Posted on November 19, 2009 by Blake Leath

The philosopher Immanuel Kant (1724-1804) wrote about so many things...transcendental deduction, self-consciousness, transcendental synthesis, a priori concepts (knowing without experiencing), subjective deduction, thought itself, intuition, the transcendental unity of apperception, principles, the logic of illusion, appearance and reality, phenomena and noumena, pure reason and metaphysics, cosmology, theology, the soul, the categorical imperative, the antimony of freedom, the self, practical reason, autonomy of the will, morality, the role of law, beauty and design and taste, objectivity and contemplation, imagination and freedom, harmony, common sense, form, purpose, teleology, and the divine.

Humbling, no?  What did we do today?  Not this, I'm somewhat certain.

But arguably guiding his many pursuits was one overarching, prevailing framework: his sense of duty.  He utterly and completely devoted himself to a life of scholarship and lived, as we clearly see and know from any accounting of his life, within his head.

His eccentricities were many.  Roger Scruton, a Kantian scholar once wrote, "It is true that Kant's life was, if not mechanical, at least highly disciplined.  His manservant had instructions to wake him each morning at five and tolerate no malingering.  He would work until seven at his desk, dressed in nightcap and robe, changing back into these garments at once when he had returned from his morning lectures.  He remained in his study until one, when he took his single meal of the day, following it, irrespective of the weather, by a walk.  He took this exercise alone, from the eccentric conviction that conversation, since it causes a man to breathe through the mouth, should not take place in the open air.  He was averse to noise, twice changing lodging in order to avoid the sound of other people.  His aversion to music other than military marches was notorious, as was his total indifference to the visual arts -- he possessed only one engraving, a portrait of Rousseau, given to him by a friend."
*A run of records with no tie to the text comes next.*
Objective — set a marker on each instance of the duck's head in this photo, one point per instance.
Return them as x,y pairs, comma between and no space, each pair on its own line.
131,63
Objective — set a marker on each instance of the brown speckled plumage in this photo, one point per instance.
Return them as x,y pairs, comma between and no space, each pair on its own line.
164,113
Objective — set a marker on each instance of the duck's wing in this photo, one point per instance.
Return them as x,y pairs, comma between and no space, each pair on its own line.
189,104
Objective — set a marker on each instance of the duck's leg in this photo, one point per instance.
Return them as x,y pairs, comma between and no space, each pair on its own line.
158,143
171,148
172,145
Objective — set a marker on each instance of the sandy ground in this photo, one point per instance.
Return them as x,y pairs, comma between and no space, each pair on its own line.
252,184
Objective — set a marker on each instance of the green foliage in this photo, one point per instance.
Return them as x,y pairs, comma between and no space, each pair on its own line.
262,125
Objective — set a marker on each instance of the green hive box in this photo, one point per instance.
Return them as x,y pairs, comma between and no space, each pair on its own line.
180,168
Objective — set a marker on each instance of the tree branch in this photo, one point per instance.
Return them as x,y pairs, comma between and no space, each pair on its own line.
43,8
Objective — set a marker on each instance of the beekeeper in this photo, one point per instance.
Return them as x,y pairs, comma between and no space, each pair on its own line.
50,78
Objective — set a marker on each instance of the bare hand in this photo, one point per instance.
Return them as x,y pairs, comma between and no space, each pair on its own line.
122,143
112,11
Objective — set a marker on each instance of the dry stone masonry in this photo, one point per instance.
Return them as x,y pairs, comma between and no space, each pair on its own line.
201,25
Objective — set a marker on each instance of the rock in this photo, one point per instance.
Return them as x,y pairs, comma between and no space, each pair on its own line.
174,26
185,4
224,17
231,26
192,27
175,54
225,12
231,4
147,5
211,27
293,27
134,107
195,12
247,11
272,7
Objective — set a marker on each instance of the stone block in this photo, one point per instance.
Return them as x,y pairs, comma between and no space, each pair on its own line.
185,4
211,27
Ironically -- and most tragically -- Kant died senile.  Isn't that the way it always goes?  Our greatest gift, whether our mind, our physicality, or our relationships seem to be the final tax required to exit this world.  (Just look at NFL runningback Earl Campbell or pugilist Muhammad Ali...Campbell can barely walk and Ali can barely speak.  The strength, speed, and agility of the former and the sassy, quotable comebacks of the latter...gone.)

120 years after Kant's death, his grave was robbed and his sarcophagus left empty.

On the wall of the great castle overlooking the city of
Königsberg (Kant's hometown), a bronze tablet bears the words from the conclusion of one of his many great works, Critique of Practical Reason.  "Two things fill the heart with ever renewed and increasing awe and reverence, the more often and the more steadily we meditate upon them: the starry firmament above and the moral law within."

Indeed, it was likely the pull between Kant's sense of interior morality and external aspirations to fully explore and understand as many otherworldly nooks and crannies as possible that informed his existence, drove his curiousity, and defined his reach.

Despite his many shortcomings and the various clouds spanning the horizon of his life, we should all be so fortunate as to reach as wide, high, and deep.  And to do so while we are still able.